J'aimerais rappeler à notre ami et collègue M. Fragiskatos que, lorsqu'il a parlé de l'opposition, j'aurais préféré qu'il précise qu'il s'agissait de l'opposition officielle. Évidemment, ni mon collègue du NPD ni moi n'avons été associés aux propos qui ont été prononcés jusqu'à présent. Toutefois, il n’en demeure pas moins qu'il y a là une question pertinente dans la mesure où, de prime abord, cette idée m'apparaît personnellement être totalement inacceptable pour au moins trois raisons.
Premièrement, on veut faire un échange de deux pour un. Déjà, en soi, cela m'apparaît totalement inadmissible.
Deuxièmement, depuis le début, le Canada n'a cessé de prétendre qu'il s'agit d'un processus qui relève de l'État de droit. Puisqu'on en est maintenant à la deuxième étape, qui est l'étape judiciaire, comment pourrions-nous contourner le processus judiciaire dans un soi-disant État de droit pour en arriver à un accord politique entre deux pays? C'est ma deuxième préoccupation.

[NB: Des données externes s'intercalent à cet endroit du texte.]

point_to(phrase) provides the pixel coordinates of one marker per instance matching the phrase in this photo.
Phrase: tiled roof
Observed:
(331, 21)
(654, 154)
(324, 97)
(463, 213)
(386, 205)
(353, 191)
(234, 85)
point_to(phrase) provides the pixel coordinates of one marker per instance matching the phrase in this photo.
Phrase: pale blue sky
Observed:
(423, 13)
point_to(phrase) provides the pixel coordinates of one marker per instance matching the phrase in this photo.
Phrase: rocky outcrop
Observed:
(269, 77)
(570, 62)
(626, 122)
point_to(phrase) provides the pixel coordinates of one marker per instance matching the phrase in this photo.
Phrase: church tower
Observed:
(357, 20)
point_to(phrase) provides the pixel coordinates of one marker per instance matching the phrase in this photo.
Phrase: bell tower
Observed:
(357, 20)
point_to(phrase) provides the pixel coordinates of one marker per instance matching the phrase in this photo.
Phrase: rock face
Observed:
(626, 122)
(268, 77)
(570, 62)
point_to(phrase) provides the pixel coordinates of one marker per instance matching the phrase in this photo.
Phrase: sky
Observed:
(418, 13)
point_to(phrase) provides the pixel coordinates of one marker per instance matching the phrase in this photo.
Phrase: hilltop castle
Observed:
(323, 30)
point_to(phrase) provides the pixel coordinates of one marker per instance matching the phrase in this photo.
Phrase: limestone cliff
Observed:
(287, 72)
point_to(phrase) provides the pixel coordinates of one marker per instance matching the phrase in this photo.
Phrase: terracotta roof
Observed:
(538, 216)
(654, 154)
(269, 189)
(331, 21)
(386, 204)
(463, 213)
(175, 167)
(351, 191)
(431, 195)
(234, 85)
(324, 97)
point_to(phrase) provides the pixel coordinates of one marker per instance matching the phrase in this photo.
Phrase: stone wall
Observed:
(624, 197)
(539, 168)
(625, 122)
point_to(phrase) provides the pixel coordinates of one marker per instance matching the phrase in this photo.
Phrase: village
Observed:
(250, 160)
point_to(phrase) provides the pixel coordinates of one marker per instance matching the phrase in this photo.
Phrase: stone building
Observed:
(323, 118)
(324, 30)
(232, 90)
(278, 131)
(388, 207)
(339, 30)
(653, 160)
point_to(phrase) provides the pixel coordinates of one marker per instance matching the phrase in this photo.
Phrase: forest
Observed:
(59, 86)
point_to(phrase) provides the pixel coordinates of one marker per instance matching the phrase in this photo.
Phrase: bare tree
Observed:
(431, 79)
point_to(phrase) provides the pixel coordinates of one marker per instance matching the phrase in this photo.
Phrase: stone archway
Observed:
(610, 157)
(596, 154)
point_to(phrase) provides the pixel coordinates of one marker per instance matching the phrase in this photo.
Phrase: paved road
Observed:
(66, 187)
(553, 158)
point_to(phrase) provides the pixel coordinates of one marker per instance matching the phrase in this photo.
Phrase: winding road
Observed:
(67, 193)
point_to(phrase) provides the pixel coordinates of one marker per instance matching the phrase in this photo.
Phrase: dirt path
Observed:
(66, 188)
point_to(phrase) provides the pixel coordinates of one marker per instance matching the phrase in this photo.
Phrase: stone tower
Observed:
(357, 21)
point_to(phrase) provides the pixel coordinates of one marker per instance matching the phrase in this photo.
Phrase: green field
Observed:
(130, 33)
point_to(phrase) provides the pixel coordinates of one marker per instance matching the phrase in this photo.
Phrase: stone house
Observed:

Troisièmement, il faut reconnaître que, en apparence, un tel accord entre la Chine et le Canada constituerait pratiquement une invitation à tous les régimes autoritaires du monde à emprisonner les Canadiens pour procéder éventuellement à un échange de prisonniers.
Je sais pertinemment que cette idée a pu être furtivement examinée par le gouvernement, bien que ce dernier l'ait rejetée catégoriquement depuis. Je le reconnais volontiers. Cette idée m'apparaît, à l'évidence, totalement déraisonnable.
Est-ce que je fais une analyse qui vous semble sensée?
:
Merci, monsieur le président. J'ai des questions d'ordre technique.
Vous avez parlé de trois étapes différentes, mais à mes yeux, en fait, il y en a cinq: premièrement, la décision de procéder à l'arrestation provisoire d'une personne; deuxièmement, la décision de délivrer un arrêté introductif d'instance; troisièmement, l'audition de la demande d'extradition, où l'on détermine si la preuve est suffisante pour montrer qu'il y aurait procès si l'infraction avait été commise au Canada — c'est ce que j'appelle le critère de l'enquête préliminaire —; quatrièmement, la décision sur la remise prise par le ministre de la Justice; et, cinquièmement, le processus prédominant, c'est-à-dire la loi qui autorise le ministre à annuler l'arrêté introductif d'instance « à tout moment » et qui dispose que « le tribunal est alors tenu d'ordonner la mise en liberté de la personne et d'annuler les ordonnances relatives à la liberté provisoire et l'incarcération. »
Je présume que la première de ces cinq étapes, la décision de délivrer ou non un mandat d'arrestation, relève du SEI, le groupe interne, et non du ministre. Aucune intervention politique n'est possible.
Concernant la deuxième étape, la décision de délivrer ou non un arrêté introductif d'instance, vous avez dit que le ministre de la Justice confie cette responsabilité aux fonctionnaires de son ministère. Est-ce vrai que le ministre n'a aucune possibilité d'intervenir dans cette décision, qu'il n'a aucune voix au chapitre? Je comprends que ce sont les fonctionnaires qui effectuent l'examen et qui prennent la décision, mais est-ce possible pour le ministre de jouer un rôle à cette étape?